Transformar tudo isso em literatura não foi tarefa fácil, já que a realidade, muitas vezes, suplanta a ficção. No início dos anos de 1980, o país ainda vivia a ditadura, embora os ares da democracia, mesmo que incipientes, já começassem a ser respirados, sobretudo depois das Diretas já.

Mas como a própria Liliane Prata admite, ao contrário de Três viúvas, no qual explorou com facilidade o universo feminino que lhe é familiar, para escrever Sem rumo ela teve de ir a outro extremo, o que demandou muita humildade e discernimento de sua parte e a fez entrar num mundo completamente diferente e distante do seu.

Mentiras O personagem principal é um executivo chamado Fernando, que trabalha numa empresa estrangeira recém-instalada no Brasil e em torno do qual gira a trama. Ele vive faz as coisas sem pensar, envolve pessoas à sua volta e mente descaradamente para a sua mulher, que por ingenuidade ou conveniência acaba fechando os olhos. E tudo isso sem medir as consequências dos seus atos, que no decorrer da história e até seu término se mostrarão desastrosas, sem possibilidade de volta.

Se Três viúvas, apesar de ser uma história triste, recheada de perdas e solidão, é um romance de leitura leve, que conduz a um final sem maiores traumas, em Sem rumo nada disso ocorre. Liliane Prata, que passou a adolescência em Belo Horizonte, onde estudou no Colégio Santo Agostinho, não abriu concessões nessa nova investida literária. Daí a força do livro.

E a sensação que fica, ao terminar de ler a última página, é que o mundo (independentemente de a trama urdida pela escritora se passar nos distantes anos de 1980) continua o mesmo, com poucas esperanças de redenção. Repensar essa realidade e procurar fazer alguma coisa para mudá-la é a única chance que nos resta se não quisermos cair no abismo absoluto, do qual dificilmente seremos resgatados.
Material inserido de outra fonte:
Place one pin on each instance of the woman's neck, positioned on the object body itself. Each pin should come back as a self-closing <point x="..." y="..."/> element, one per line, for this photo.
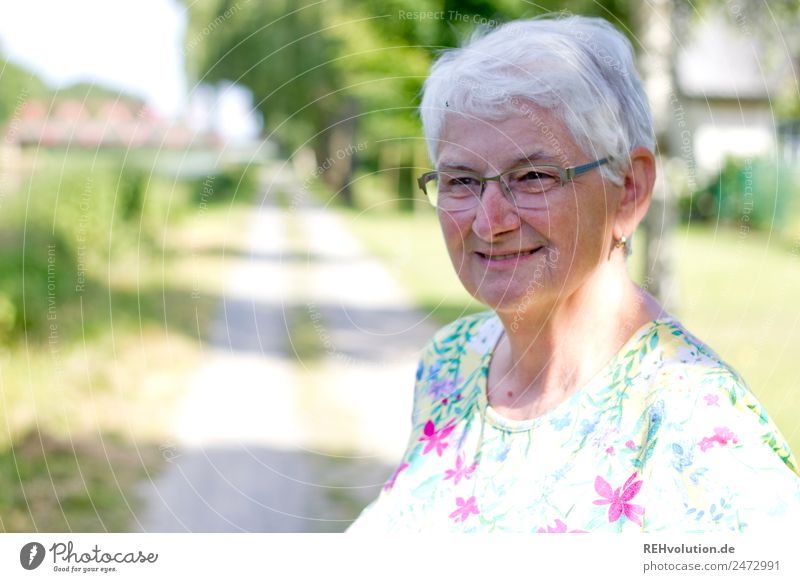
<point x="546" y="355"/>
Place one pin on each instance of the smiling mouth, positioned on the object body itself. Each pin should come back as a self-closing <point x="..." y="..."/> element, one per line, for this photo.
<point x="508" y="255"/>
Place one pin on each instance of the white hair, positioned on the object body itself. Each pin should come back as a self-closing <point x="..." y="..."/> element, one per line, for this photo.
<point x="579" y="68"/>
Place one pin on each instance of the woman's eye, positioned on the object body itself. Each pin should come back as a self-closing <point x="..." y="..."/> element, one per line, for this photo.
<point x="456" y="181"/>
<point x="535" y="176"/>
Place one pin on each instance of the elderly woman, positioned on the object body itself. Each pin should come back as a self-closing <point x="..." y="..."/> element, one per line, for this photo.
<point x="577" y="403"/>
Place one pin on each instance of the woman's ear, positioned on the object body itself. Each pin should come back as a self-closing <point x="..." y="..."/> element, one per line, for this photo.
<point x="637" y="191"/>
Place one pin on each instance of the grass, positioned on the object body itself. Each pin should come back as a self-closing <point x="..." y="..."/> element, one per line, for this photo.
<point x="87" y="405"/>
<point x="736" y="293"/>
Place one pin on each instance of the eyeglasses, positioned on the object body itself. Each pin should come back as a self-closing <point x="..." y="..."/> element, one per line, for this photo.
<point x="523" y="186"/>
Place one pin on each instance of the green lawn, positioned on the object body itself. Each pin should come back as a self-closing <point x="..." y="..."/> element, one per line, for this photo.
<point x="739" y="295"/>
<point x="90" y="378"/>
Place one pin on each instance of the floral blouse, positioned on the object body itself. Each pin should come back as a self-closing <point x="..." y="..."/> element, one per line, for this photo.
<point x="666" y="437"/>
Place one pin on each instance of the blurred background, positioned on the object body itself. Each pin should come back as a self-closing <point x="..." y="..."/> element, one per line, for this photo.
<point x="216" y="272"/>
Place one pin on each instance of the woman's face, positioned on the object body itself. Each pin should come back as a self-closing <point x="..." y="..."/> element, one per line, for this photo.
<point x="515" y="259"/>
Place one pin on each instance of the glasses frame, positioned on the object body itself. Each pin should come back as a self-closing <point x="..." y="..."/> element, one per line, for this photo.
<point x="565" y="174"/>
Sem rumo é um livro atual e impactante, além de um alerta contra as armadilhas, quase sempre sutis, que estão à nossa volta.


Sem rumo
• De Liliane Prata
• Editora Planeta
• 198 páginas, R$ 26,90


Três perguntas para...

Liliane Prata
Romancista


Como surgiu a ideia de escrever essa história e ambientá-la nos anos de 1980?
Lá pelos idos de 2000 ou 2001, estava na faculdade de jornalismo e peguei uma disciplina de psicanálise como optativa. Um dos casos clínicos contados pelo professor era sobre um paciente perseguido dia e noite pela sensação de ter Aids, mas sem coragem para fazer um exame. Pensei em escrever um livro a esse respeito, mas não me senti capaz: era um tema difícil para mim, que, naquela época, só escrevia textos mais leves e voltados para o público juvenil. Mas anotei a ideia, deixei na gaveta e só comecei a trabalhar no romance em 2007. De lá para cá, reescrevi-o dezenas de vezes. Nas primeiras versões ele se passava nos dias atuais, até que resolvi levá-lo para os anos de 1980, quando a Aids começou realmente a ficar conhecida.

Fez uma imersão naqueles tempos?
Acho que li mais jornais e revistas de 1984, ano em que realmente o livro se passa, do que atualmente. Também vi muitos filmes da época, entrevistei pessoas, visitei clínicas. Enquanto trabalhava no romance, só ouvia música dos anos 1980, só falava daqueles tempos. Fiquei tão envolvida que, quando saía de frente do computador, tinha dificuldade de voltar imediatamente à década em que estava vivendo. Qualquer interlocutor com mais de 40 anos virava automaticamente meu entrevistado.

Sem rumo é o seu melhor livro?

Para mim, além de ser o meu melhor livro, é também o mais ousado. E, com certeza, foi o mais difícil que escrevi até hoje. Gosto de escrever à vontade sobre sentimentos, impressões dos personagens, mas desta vez queria uma narrativa ágil, limpa. Na história, além da Aids, abordo também outros temas difíceis, já que o personagem principal é alguém muito perturbado, que fecha os olhos para seus reais sentimentos e desejos e não lida com os seus, digamos, abismos interiores, enquanto eu me sinto até sufocada de tanto olhar os meus.